Delay mails and deliver them according to a set of rules. More flexibility, less disturbance.
We all get too much mail, don't we? If you are subscribed to some high-traffic mailing-lists (and/or you have many mail accounts) you know the problem that you get mail every few minutes and it distracts you from your actual work.
Current solution: Check mails N-times a day, otherwise ignore them. Hm, but there are mails (from your mom) that require immediate action! What we really want is much more flexibility! Wouldn't it be nice if we could specify rules like:
- If I am at work, make sure that I get mails from the high-traffic box at most every 2 hours. Send them accumulated, but between these bursts I want silence from that box.

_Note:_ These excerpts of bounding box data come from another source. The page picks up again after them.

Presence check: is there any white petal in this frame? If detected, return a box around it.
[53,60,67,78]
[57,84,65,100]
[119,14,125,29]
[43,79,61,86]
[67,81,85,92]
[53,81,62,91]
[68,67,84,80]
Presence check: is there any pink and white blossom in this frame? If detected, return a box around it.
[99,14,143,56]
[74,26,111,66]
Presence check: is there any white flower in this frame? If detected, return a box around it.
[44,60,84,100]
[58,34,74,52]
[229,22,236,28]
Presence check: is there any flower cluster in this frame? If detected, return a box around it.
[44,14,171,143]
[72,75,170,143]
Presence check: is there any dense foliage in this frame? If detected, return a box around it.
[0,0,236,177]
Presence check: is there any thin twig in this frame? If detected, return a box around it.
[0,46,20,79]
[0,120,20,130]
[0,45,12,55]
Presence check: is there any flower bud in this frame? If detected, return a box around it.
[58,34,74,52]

- I want silence during my work hours, but otherwise deliver the high-traffic mails immediatly (because in my spare time I have nothing else to do anyway).
- Deliver mails from box "foo" at 9:00 and 15:00 o'clock, otherwise shut up.
- Old setup:
getmail/fetchmail -> procmail -> maildir/boxes -> imapd/client
- New setup:
getmail/fetchmail -> procmail -> maildir-fake/boxes
maildelay (cron-job) -> maildir/boxes -> imapd/client
[DEFAULT]
default_buffer_mdir: ~/.maildir-fake
default_real_mdir: ~/.maildir
[Box:OpenBSD-tech]
buffer_mdir: %(default_buffer_mdir)s/OpenBSD
real_mdir: %(default_real_mdir)s/OpenBSD
rules: WorkCollect, Immediate
[Box:Gmail]
# yes it is clever enough to derive {buffer,real}_mdir
rules: Fixed
[Box:Yahoo]
rules: WorkBlocked, Immediate
[Rule:WorkCollect]
action: collect
from: 09:00
to: 17:00
days: Mon, Tue, Wed, Thu, Fri
for: 120
[Rule:Fixed]
action: fixed
at: 15:00, 20:00
[Rule:WorkBlocked]
action: block
from: 09:00
to: 17:00
Rules are always evaluated from left to right. If a rule matches, the other rules are not evaluated.

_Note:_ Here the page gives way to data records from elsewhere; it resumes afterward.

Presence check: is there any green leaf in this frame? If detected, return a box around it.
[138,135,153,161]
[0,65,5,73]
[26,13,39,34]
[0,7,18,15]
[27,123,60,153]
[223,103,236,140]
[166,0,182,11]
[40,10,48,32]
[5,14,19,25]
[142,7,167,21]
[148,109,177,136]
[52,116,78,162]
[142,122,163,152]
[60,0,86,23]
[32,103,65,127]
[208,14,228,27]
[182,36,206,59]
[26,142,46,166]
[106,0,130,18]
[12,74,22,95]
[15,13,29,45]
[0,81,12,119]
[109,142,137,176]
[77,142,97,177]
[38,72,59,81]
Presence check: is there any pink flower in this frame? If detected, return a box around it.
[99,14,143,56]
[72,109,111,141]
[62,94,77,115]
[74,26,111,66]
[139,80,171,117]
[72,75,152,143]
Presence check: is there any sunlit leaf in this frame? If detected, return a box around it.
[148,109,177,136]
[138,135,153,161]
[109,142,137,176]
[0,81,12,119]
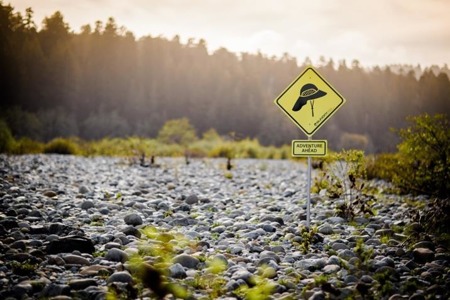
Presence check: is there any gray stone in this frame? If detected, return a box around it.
[322,265,341,274]
[294,258,327,271]
[326,217,345,224]
[412,248,434,263]
[107,271,133,284]
[69,278,97,290]
[123,213,143,226]
[105,248,128,262]
[78,185,89,194]
[169,263,187,279]
[327,255,341,265]
[331,242,349,251]
[231,269,253,284]
[184,194,198,205]
[46,236,95,254]
[317,223,334,234]
[308,291,325,300]
[413,241,435,251]
[338,249,356,260]
[173,254,200,269]
[262,224,277,232]
[40,283,70,297]
[63,254,90,265]
[81,200,95,210]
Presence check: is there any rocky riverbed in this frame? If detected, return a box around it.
[0,155,450,299]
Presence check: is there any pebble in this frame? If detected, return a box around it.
[0,155,450,300]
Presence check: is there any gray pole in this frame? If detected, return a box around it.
[306,136,311,229]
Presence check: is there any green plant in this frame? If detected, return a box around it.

If a rule specifies a "days" string, it has to match the following condition: 'if datetime.datetime.now().strftime("%a") in days'. If "days" is not specified, the rule is further evaluated on every day of the week.
-
immediate: Immediately deliver mails. This is an implicit rule that is always present. It is mainly used in cascaded rules as the last rule. A practical example could be a "Box" that specifies "rules:" as "WorkCollect, Immediate". Therefore in the working hours "WorkCollect" would match and the user does not get disturbed by high-traffic mailing-lists. In the spare time "WorkCollect" does not match and "Immediate" is executed, therefore mails are delivered instantly.
-
block: If the current time is between "from" and "to", do not process a single mail from that box.
-
collect: If one mail in the buffer box is older than "for" minutes, all buffered mails will be deliverd. This rule is perfect if you do not want to get disturbed for the specified amount of minutes. It is like a mail digest that is sent every "for" minutes. In between you do not get disturbed.
-
fixed: Deliver mails at the specified points in time. If the current time is larger than the current "at" and the mail is oder than "at", it gets delivered.
- Make it at least look like python and not like a drunken monkey wrote a shell-script using python.
- More testing! It looks ok, what could possibly go wrong? For now it never ever moves mails, it is always in "dry-run" mode.
- Maybe allow a "custom" action (needs an API).
usage: maildelay.py [-h] [-c CONFFILE] [-f] [box [box ...]]
Delay mails and deliver them at specified points in time
positional arguments:
box zero or more mailboxes matching names in
configuration. If none specified, all mailboxes are
processed.
optional arguments:
-h, --help show this help message and exit
-c CONFFILE, --config CONFFILE
path to configuration (~/.maildelay.cfg is the
default)
-f, --flush flush the given (or all) mailboxes (i.e., apply
Rule:Immediate)
-d, --dry dry run. Print which files would be moved, but do not
move them. Currently, this is enabled by default and
can only be disabled in the source code. This will
change if the code is considered stable.